We will start burning wood in September and burn through mid-April, and we have done this since we installed the stove. We burn only birch wood that has been split and stacked for a minimum of two years aged. I buy a load of logs that will have 66 logs in the load. The wood supplier guarantees a minimum of five cords in each load; I’ve never had less than six cords. The cost is $880 per load, and we could go and cut it ourselves if we wanted. I’ve seen home heating oil sell up here for as high as $6.60/gallon and as low as $2.45/gallon. We loose power every winter for at least two weeks and one year for three weeks at a time.
The catalyst has held up now with no signs of failure, though I do keep a spare, and it cost $200 when I bought it. Our model came with a glass front, which was a waste of money. It hasn’t broken, but the manner that the stove operates causes creosote to form in the fire box. This then ignites and burns inside the fire box. The gases given off by the burning creosote ignite and burn inside the catalyst; as a result the glass is perpetually black.
I clean the chimney cap once a year at the end of the burning season; there has never been creosote in the pipe from one inch below the cap location. When the stove is fully lit and burning hot there is no smoke, and it is common to see brown ice sickles form from the humidity flowing down the side of the pipe when it is 40 to 60 degrees below zero. At 70 or more degrees below zero, there are no ice sickles present, as most of the humidity has evaporated out of the air.
I do have a metal piece that sits atop the stove, and my wife keeps a pot of stew on it occasionally so we can cook or heat water on the stove if needed. I have a heat-driven fan that circulates the hot air and is silent; it works absolutely great for the house. If the power goes out, so what. We have heat, can cook, the Aladdin lamps are great for light, and the Coleman stoves we have bought over the years work fine for cooking. This stove, all totaled up, cost $4500, including all new pipe and professional installation, but it has saved us thousands of dollars in oil costs. This year oil dropped to $2.45/gallon so I filled the 500-gallon house tank and the 300-gallon tank I keep for other use, since it was so cheap.
Since this stove is so efficient, we burn on average 4 1/2 to 5 1/2 cords a year depending on how cold it gets. The last three years, we have seen very warm temps averaging only 35 below zero at the lowest; this winter has seen on average 45 below with a three-day period a few weeks ago at 74 below zero. So far the power hasn’t gone out. I use a Honda E2000i generator for back up power since our needs are so few.
This is my first Blaze King. I talked to a lot of folks who lived here for many years and followed their advice for purchasing our stove. I have burned wood for over 30 years, and this is by far the best stove I’ve ever owned. We load it up usually around 9 PM before bed time, and it will burn almost to 11 AM the next day. The ash is a very fine dust and needs to be cleaned out only once a week, and this is a very easy in and out process. The wood is front load only, and I use 20″ length pieces of well-aged wood only. We never burn anything but well-dried wood in this stove, as it is our primary heat source.

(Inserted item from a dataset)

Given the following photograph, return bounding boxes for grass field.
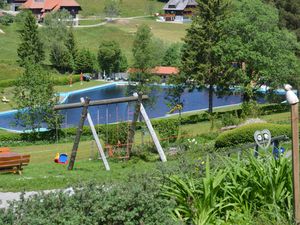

We do not keep a water pot on the stove because the humidity will get into the crawl space in the roof, freeze, and collapse the ceiling; this is a very common problem in the arctic regions. The Blaze King company has contacted us in the past for advice on how to improve their product, but we cannot think of any way to do so. I did tell them the glass door option and gold trim is useless, except for sales, and that the electric fan option, which bolts onto the back of the stove, is equally as well useless since the heat driven fan we bought that sits on top of the stove is less expensive ($125.00 opposed to the $300.00 cost of the electric fan) and is silent in operation, even when the power is out.
In your areas “outside” USA, the Queen or Princess would be a good choice at less money and smaller size; however, when it hits 70 or more below, more heat is good. – M.H.